Физиономия короля снова сморщилась в улыбке.
— Нет, не ошибаешься, дитя, — сказал он, — все ты верно поняла своей умненькой головкой. О том они и помышляли, наши старички — как бы им со своим золотишком проникнуть на "Ковчег", подобно нашему пращуру Огу. Кое-кого из подданных они, думаю, также собирались захватить с собой — должен же был кто-то возрождать их царства по окончании бедствия. Уверен, даже для тебя нашлось бы местечко: твоя головка им бы весьма, весьма пригодилась. В сущности, мы с императором хотим того же самого… Однако же имеется и некоторое отличие…

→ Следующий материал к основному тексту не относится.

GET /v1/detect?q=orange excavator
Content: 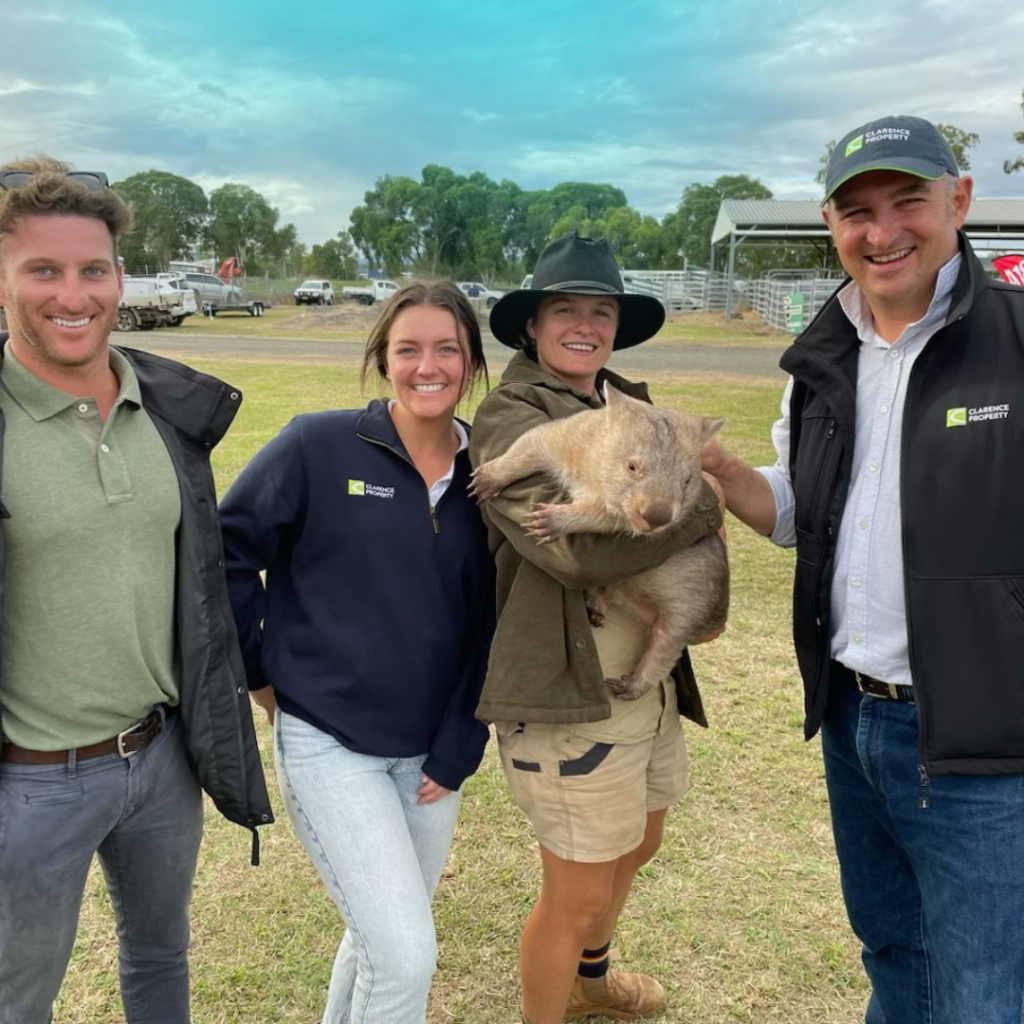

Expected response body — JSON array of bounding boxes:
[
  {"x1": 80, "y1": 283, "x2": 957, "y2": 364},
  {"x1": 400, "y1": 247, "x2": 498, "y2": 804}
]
[{"x1": 217, "y1": 256, "x2": 242, "y2": 281}]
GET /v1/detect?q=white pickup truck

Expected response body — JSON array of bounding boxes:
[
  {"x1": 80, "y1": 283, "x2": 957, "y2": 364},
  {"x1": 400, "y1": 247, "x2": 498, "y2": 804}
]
[
  {"x1": 292, "y1": 278, "x2": 334, "y2": 306},
  {"x1": 459, "y1": 281, "x2": 505, "y2": 309},
  {"x1": 117, "y1": 273, "x2": 198, "y2": 331},
  {"x1": 341, "y1": 281, "x2": 398, "y2": 306}
]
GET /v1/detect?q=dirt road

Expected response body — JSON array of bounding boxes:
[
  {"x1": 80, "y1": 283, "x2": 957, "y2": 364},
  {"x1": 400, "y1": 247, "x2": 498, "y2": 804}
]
[{"x1": 118, "y1": 330, "x2": 785, "y2": 380}]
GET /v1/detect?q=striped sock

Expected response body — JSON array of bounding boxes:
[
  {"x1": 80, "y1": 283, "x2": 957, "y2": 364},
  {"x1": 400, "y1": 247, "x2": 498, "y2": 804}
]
[{"x1": 578, "y1": 940, "x2": 611, "y2": 978}]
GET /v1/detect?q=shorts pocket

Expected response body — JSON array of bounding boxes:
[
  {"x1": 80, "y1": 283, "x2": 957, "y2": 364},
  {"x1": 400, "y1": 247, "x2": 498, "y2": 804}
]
[{"x1": 558, "y1": 743, "x2": 615, "y2": 778}]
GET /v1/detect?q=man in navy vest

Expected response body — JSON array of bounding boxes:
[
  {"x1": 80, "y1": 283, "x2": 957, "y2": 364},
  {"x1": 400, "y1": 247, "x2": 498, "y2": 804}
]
[{"x1": 705, "y1": 117, "x2": 1024, "y2": 1024}]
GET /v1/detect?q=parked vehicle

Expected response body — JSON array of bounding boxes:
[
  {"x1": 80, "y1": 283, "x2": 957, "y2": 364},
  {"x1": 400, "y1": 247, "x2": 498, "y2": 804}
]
[
  {"x1": 184, "y1": 271, "x2": 242, "y2": 308},
  {"x1": 125, "y1": 270, "x2": 199, "y2": 327},
  {"x1": 459, "y1": 281, "x2": 505, "y2": 309},
  {"x1": 341, "y1": 281, "x2": 398, "y2": 306},
  {"x1": 292, "y1": 280, "x2": 334, "y2": 306},
  {"x1": 116, "y1": 274, "x2": 197, "y2": 331}
]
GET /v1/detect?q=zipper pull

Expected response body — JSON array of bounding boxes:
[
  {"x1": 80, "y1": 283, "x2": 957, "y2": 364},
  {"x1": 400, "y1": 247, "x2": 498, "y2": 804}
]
[{"x1": 918, "y1": 765, "x2": 932, "y2": 811}]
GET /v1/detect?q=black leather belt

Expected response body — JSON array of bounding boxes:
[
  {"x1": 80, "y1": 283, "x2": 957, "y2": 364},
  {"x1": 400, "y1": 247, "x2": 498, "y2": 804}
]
[{"x1": 853, "y1": 671, "x2": 913, "y2": 703}]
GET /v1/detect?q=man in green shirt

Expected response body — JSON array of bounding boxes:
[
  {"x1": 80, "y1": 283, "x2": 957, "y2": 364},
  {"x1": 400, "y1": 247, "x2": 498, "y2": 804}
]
[{"x1": 0, "y1": 158, "x2": 270, "y2": 1024}]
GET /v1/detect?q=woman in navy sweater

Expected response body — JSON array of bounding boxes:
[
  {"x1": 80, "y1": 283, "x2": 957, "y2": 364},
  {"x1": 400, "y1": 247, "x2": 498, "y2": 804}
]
[{"x1": 220, "y1": 282, "x2": 494, "y2": 1024}]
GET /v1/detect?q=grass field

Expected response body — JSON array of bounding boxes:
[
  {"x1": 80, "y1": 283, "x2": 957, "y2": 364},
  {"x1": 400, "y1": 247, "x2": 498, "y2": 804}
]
[
  {"x1": 49, "y1": 360, "x2": 866, "y2": 1024},
  {"x1": 167, "y1": 300, "x2": 786, "y2": 346}
]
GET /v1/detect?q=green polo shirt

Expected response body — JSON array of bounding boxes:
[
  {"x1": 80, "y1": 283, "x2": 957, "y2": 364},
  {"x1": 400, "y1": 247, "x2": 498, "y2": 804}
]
[{"x1": 0, "y1": 344, "x2": 181, "y2": 751}]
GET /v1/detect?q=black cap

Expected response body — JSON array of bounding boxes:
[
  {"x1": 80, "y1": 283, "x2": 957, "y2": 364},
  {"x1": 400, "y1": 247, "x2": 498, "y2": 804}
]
[{"x1": 821, "y1": 116, "x2": 959, "y2": 206}]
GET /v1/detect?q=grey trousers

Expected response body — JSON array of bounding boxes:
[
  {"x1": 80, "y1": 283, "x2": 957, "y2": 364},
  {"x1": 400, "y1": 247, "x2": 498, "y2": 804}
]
[{"x1": 0, "y1": 712, "x2": 203, "y2": 1024}]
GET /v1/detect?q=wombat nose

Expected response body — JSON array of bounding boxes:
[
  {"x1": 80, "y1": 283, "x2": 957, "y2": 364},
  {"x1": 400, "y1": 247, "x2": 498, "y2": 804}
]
[{"x1": 640, "y1": 502, "x2": 672, "y2": 529}]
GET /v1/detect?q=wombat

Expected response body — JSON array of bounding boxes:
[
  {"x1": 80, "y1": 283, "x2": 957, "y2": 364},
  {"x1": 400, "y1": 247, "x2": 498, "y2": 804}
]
[{"x1": 470, "y1": 384, "x2": 729, "y2": 700}]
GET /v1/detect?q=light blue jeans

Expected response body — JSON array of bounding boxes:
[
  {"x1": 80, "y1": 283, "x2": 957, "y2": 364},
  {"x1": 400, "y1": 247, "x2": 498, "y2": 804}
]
[
  {"x1": 273, "y1": 708, "x2": 459, "y2": 1024},
  {"x1": 821, "y1": 680, "x2": 1024, "y2": 1024},
  {"x1": 0, "y1": 713, "x2": 203, "y2": 1024}
]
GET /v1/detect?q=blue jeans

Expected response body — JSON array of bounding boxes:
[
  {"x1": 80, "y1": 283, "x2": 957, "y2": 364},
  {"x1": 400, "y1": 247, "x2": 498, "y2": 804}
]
[
  {"x1": 821, "y1": 681, "x2": 1024, "y2": 1024},
  {"x1": 0, "y1": 713, "x2": 203, "y2": 1024},
  {"x1": 274, "y1": 708, "x2": 459, "y2": 1024}
]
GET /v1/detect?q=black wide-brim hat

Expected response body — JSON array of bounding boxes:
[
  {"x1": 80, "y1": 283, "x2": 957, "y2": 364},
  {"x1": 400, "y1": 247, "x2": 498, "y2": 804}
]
[{"x1": 490, "y1": 231, "x2": 665, "y2": 349}]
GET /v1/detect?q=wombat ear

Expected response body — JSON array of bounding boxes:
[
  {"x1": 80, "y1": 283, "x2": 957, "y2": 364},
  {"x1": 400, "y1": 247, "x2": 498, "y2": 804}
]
[{"x1": 700, "y1": 416, "x2": 725, "y2": 444}]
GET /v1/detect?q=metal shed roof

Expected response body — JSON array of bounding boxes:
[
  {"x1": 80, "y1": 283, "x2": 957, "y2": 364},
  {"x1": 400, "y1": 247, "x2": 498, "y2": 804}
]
[{"x1": 711, "y1": 199, "x2": 1024, "y2": 246}]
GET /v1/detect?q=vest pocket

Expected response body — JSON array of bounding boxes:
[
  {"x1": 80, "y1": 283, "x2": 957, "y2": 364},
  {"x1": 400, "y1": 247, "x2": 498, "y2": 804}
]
[{"x1": 907, "y1": 577, "x2": 1024, "y2": 770}]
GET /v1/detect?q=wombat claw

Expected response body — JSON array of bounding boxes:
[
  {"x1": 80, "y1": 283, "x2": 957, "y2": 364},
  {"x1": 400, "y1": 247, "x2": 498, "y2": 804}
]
[
  {"x1": 605, "y1": 676, "x2": 647, "y2": 700},
  {"x1": 522, "y1": 505, "x2": 561, "y2": 544}
]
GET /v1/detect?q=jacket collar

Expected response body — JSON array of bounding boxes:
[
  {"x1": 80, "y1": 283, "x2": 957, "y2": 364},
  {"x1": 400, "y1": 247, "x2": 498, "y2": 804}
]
[
  {"x1": 355, "y1": 398, "x2": 469, "y2": 459},
  {"x1": 117, "y1": 345, "x2": 242, "y2": 450},
  {"x1": 499, "y1": 351, "x2": 650, "y2": 409}
]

— Какое же? — поинтересовалась Нина.
— О, оно заключается всего лишь в одном слове, однако слово это в данном случае является ключевым. Я сказал: проникнуть на "Ковчег" — вот чего хотели наши старички. Проникнуть, пробраться, просочиться… Тут можно подобрать множество сходных слов… В общем, полностью повторить то, что некогда проделал предок наш, рефаим Ог Первый. Однако спросим себя — чего же достиг после своего чудесного спасения наш досточтимый предок? Что досталось ему после того, как потомство Ноя снова триумфально заселило землю? Что досталось ему, бедному Огу, и его семье, спасшейся вместе с ним? Хлад и тьма подземелий, кротовые норы, гнилостный смрад пещер… И — нищета! Голод и вечная зловонная нищета, — вот что досталось им, несчастным, проникнувшим на тот, на Ноев, ковчег… Согласись, дитя, было бы весьма нелепо, если бы мы повторили ошибку нашего, как оказалось, не слишком-то разумного пращура. И мы ее не повторим! Ышанабук?